The moment I met Aye I no longer wanted to be alone. I wanted to come out of the shell. I wanted to try and love another man no matter what the outcome. It wasn’t just another man it was him.  I wanted him. I fooled myself into thinking I just wanted a friendship, but that was not the case. From the day ours eyes met and he extended his hand to me and said my name is Aye. I crumpled. I fooled myself into believing I wanted friendship because I didn't want to hear the word, “NO, I don’t want a relationship with you.” I fooled my self wholeheartedly and I never heard his words. He wanted more from the beginning and I pushed that aside due to fear, insecurity and shame for the scars that now riddle my body. Now that I have told him the truth about all of my fears time has allowed our infatuation to develop into the friendship I knew would grow. I am happy with where we are at today. We talk. We joke around. I get him presents and he gets mad. They are stupid little things because I can’t afford something real for him to enjoy. I am glad this relationship has come about. I learned that I can love another, get hurt or have fun, and I can experience all of this without self-destructing. He has allowed me the chance to want to live life again. I am so grateful. I do not think he will ever truly understand the part he has played in my life.

Peage, what really happened is that I no longer have to live life in hopes of your returning to me and saying lets get married! I wont lie I have had a few daydreams of our beautiful city hall marriage. Seriously, since I have met Aye, I no longer think of you as the last man I will ever love.

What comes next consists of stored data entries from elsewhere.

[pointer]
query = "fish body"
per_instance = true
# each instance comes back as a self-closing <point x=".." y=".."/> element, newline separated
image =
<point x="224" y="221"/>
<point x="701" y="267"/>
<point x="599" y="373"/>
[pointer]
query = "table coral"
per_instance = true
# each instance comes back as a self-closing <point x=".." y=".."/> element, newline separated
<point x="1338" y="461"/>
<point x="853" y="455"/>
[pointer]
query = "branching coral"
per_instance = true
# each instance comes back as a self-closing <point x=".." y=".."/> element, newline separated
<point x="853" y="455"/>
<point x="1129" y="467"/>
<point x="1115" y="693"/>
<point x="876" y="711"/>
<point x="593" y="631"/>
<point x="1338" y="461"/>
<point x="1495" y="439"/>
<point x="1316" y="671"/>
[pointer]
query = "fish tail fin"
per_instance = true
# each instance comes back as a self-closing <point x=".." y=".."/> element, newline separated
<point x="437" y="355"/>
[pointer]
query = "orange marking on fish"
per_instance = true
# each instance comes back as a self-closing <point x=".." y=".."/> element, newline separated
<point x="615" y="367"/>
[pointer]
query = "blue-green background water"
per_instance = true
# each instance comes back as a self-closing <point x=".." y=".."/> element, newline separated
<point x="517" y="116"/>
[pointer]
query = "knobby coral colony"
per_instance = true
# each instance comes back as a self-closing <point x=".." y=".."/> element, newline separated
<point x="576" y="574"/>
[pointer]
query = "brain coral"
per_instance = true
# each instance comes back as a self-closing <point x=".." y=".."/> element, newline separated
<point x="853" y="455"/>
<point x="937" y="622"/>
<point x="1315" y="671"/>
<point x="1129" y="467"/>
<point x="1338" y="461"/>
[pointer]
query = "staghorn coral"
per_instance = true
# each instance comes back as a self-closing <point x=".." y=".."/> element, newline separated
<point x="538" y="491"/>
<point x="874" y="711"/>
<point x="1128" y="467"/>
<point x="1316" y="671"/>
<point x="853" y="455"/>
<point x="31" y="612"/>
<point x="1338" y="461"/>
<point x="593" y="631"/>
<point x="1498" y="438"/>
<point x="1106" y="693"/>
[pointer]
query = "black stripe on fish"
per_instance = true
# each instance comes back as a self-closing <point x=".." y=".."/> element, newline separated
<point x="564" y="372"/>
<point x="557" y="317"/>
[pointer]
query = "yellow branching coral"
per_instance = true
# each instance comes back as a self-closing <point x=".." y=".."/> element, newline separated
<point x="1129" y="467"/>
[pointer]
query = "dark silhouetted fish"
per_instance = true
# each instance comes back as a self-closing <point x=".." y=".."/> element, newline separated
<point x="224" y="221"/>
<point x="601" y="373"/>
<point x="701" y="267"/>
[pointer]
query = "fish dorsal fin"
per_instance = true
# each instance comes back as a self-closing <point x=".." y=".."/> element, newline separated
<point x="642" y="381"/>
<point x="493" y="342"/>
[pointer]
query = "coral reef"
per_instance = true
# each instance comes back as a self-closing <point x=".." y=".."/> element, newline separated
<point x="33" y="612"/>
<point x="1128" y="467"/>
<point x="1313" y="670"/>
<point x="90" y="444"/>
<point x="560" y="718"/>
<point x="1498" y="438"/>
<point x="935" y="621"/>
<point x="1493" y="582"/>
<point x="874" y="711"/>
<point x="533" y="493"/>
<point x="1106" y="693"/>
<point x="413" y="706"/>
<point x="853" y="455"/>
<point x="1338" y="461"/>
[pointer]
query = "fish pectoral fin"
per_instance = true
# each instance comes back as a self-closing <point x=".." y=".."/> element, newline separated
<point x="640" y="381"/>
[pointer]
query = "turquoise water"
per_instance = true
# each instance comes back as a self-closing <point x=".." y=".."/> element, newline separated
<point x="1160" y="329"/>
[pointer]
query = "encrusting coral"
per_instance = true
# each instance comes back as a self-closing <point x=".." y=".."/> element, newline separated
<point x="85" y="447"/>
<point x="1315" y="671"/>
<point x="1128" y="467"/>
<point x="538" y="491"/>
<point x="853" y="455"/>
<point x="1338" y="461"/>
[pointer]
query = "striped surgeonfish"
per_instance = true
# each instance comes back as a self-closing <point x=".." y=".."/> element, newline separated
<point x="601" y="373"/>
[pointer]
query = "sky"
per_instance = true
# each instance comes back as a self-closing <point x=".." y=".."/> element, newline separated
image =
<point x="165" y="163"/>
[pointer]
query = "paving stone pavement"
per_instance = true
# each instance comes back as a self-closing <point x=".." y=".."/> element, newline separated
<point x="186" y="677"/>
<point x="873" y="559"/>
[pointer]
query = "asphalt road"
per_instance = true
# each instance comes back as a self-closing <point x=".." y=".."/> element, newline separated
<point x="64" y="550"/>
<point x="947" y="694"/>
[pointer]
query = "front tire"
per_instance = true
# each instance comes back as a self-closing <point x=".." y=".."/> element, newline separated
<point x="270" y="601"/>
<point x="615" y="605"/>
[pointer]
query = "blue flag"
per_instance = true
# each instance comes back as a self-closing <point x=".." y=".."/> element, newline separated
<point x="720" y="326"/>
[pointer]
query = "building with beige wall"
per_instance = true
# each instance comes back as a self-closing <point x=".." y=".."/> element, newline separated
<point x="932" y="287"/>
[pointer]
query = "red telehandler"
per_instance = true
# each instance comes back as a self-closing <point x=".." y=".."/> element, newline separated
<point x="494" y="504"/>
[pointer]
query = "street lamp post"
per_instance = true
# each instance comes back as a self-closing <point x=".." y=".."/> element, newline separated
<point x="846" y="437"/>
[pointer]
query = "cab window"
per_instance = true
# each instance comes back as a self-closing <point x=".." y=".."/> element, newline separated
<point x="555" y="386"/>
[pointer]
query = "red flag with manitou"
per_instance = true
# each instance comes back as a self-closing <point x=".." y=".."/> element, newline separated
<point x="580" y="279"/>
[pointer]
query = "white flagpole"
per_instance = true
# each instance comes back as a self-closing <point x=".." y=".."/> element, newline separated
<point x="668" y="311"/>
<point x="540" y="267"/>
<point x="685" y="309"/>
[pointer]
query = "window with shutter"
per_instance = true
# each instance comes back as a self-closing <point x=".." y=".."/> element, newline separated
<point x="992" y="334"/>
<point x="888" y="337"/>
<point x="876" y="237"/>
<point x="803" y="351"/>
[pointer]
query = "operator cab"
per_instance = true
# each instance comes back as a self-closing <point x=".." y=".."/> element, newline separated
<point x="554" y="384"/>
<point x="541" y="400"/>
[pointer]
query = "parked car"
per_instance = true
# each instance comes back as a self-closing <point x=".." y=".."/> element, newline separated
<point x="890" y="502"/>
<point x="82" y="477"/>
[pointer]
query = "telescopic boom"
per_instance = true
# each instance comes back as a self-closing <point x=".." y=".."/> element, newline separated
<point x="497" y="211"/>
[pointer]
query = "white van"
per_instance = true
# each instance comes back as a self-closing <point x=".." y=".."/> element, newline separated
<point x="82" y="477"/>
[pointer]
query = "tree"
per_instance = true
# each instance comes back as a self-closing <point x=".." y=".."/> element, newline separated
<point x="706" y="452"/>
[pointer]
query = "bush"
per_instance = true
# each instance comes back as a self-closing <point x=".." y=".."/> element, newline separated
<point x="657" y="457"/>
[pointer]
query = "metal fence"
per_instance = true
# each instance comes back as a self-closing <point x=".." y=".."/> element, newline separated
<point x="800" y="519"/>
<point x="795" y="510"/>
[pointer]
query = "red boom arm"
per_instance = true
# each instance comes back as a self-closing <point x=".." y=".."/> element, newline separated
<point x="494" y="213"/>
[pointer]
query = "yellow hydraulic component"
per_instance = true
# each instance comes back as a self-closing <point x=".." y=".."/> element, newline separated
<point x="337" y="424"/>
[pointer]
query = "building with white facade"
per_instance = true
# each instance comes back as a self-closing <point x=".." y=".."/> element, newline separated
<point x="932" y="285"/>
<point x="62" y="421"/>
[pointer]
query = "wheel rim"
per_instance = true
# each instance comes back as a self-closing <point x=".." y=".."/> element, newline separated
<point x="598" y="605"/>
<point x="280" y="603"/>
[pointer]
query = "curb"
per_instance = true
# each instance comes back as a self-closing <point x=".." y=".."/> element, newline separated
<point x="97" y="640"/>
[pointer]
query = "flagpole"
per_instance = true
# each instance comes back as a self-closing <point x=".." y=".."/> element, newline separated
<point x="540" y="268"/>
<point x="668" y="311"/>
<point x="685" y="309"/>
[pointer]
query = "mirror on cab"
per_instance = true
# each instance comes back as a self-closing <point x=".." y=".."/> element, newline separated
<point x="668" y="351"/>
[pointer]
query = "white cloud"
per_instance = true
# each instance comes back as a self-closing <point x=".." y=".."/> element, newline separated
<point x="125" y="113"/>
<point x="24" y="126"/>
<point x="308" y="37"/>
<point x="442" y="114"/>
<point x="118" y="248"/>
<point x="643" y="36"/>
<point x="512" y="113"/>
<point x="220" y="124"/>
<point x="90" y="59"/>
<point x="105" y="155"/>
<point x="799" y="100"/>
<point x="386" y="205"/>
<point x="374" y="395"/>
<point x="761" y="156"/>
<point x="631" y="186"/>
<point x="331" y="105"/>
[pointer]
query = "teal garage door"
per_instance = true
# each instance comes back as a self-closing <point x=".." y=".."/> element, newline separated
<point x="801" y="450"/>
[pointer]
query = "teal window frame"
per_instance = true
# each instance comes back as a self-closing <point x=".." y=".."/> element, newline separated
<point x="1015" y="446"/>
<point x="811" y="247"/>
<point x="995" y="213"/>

This brings me to the point of all these words. By no means are any of these words meaningless to me. If anything they are the most real words I have ever given to you. I still love you. I don’t think I will ever fall out of love with you. Would I would come back to you in a heart-beat.  Of course, I would come back to you, my angel, if I was not in a relationship. All you need to do is ask. I think you know this, but I also think you know that I am not the man for you. I will never stop loving you. Forever and always. You are my angel. You are my love at first sight. You are everything. Maybe one day you will come back to me and we can have a glass of wine (probably not), how about a ton of coffee and cigarettes, and laugh about all of my zaniness. Most importantly, the least I can do is be the friend I promised to be so many fucking years ago. My angel, my love, my friend, come back to me and lets live. If not, I am sorry for all the hurt I caused, all of the sleepless nights, all of the pain, and my short-comings, my failures to you and to myself. I am here. You know how to find me. No matter where I am or whom I am with, I am here for you, watching and waiting for you. My light always burns for you.

We've been through fake-a-breakdown, self-hurt, plastics, collections, self-help, self-pain, EST, psychics, fuck all.
I was central. I had control. I lost my head. I need this, I, I need this.
A paper weight, junk garage, winter rain, a honey pot.
Crazy all the lovers have been tagged.
Hotline wanted ad, crazy what you could have had, I need this. I need this. I, I, I need this. Crazy what we could've had… Michael Stipe, R.E.M.